Russian President Vladimir Putin meets with his Turkish counterpart Tayyip Erdogan in Tehran, Iran September 7, 2018. Kirill Kudryavtsev/Pool via REUTERS

By Babak Dehghanpisheh

(Reuters) – Turkish President Tayyip Erdogan called for a ceasefire in the rebel-held region of Idlib in northwest Syria on Friday and said an anticipated government assault on insurgents there could result in a massacre.

But Russia’s President Vladimir Putin said Moscow opposed a truce, and Iranian leader Hassan Rouhani said Syria must regain control over all its territory.

The three presidents, whose countries’ are key foreign players in Syria’s long civil war, were speaking at a summit in Tehran aimed at charting a way to end the conflict.

The situation in Idlib, the insurgents’ only remaining major stronghold, is an immediate issue as President Bashar al-Assad’s forces, backed by Russia and Iran, prepare for what could be the conflict’s last decisive battle.

The United Nations has warned a full-scale assault could lead to a humanitarian catastrophe.

But as the leaders gathered in Tehran, Russian and Syrian government warplanes hit rebel-held parts of Idlib, the Syrian Observatory for Human Rights war monitor said.

Tehran and Moscow have helped Assad turn the course of the war against an array of opponents ranging from Western-backed rebels to Islamist militants, while Turkey is a leading opposition supporter and has troops in the country.

Their discussions in Tehran mark a crucial point in a seven-year-old war which has killed more than half a million people and forced 11 million to flee their homes.

Erdogan called on Putin and Rouhani to agree to a ceasefire in Idlib, saying such an accord would be a “victory” of their summit. Turkey could no longer take in any more refugees from any new assault in Idlib, he said.

However, Putin responded that he opposed a ceasefire because Nusra Front and Islamic State militants located there were not part of peace talks. Syria should regain control of all its territory, he said.

“The fact is that there are no representatives of the armed opposition here around this table. And more still, there are no representatives of Jabhat al-Nusra or ISIS or the Syrian army,” Putin said.

“I think in general the Turkish president is right. It would be good. But I can’t speak for them, and even more so can’t talk for terrorists from Jabhat al-Nusra or ISIS that they will stop shooting or stop using drones with bombs.”

FINAL MAJOR BATTLE

Rouhani also said the battle in Syria would continue until militants were pushed out of the whole country, especially in Idlib, but he added that any military operations should avoid hurting civilians.
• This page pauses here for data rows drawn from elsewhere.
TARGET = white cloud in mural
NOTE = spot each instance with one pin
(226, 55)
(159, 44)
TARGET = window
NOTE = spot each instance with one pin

He called on all militants in Syria to disarm and seek a peaceful end to the conflict.

“The fight against terrorism in Idlib is an indispensable part of the mission to return peace and stability to Syria, but this fight should not harm civilians and lead to a “scorched-earth” policy,” Rouhani said.

Erdogan also said Turkey no longer had the capacity to take in any more refugees from Syria should the government offensive in Idlib go ahead. Turkey has accepted 3.5 million refugees from Syria since the start of the war in 2011.

“Whatever reason there is an attack that has been made or will be made will result in disaster, massacre and humanitarian drama,” he said. “Millions will be coming to Turkey’s borders because they have nowhere to go. Turkey has filled its capacity to host refugees.”

The Assad government was not directly represented at the summit, nor was the United States or other Western powers.

Widely abhorred internationality for the brutal conduct of the war, Assad has largely reclaimed most of Syrian territory though much of it is ravaged.

As the conflict approaches its endgame, Iran, Turkey and Russia are seeking to safeguard their own interests after investing heavily militarily and diplomatically in Syria.

Meanwhile, the fate of Idlib hung in the balance.

“The battle for Idlib is going to be the final major battle,” said Hilal Khashan, a political science professor at the American University of Beirut, told Reuters before the summit.

“It will be waged irrespective of civilian casualties, even though they will make an effort to minimize it.”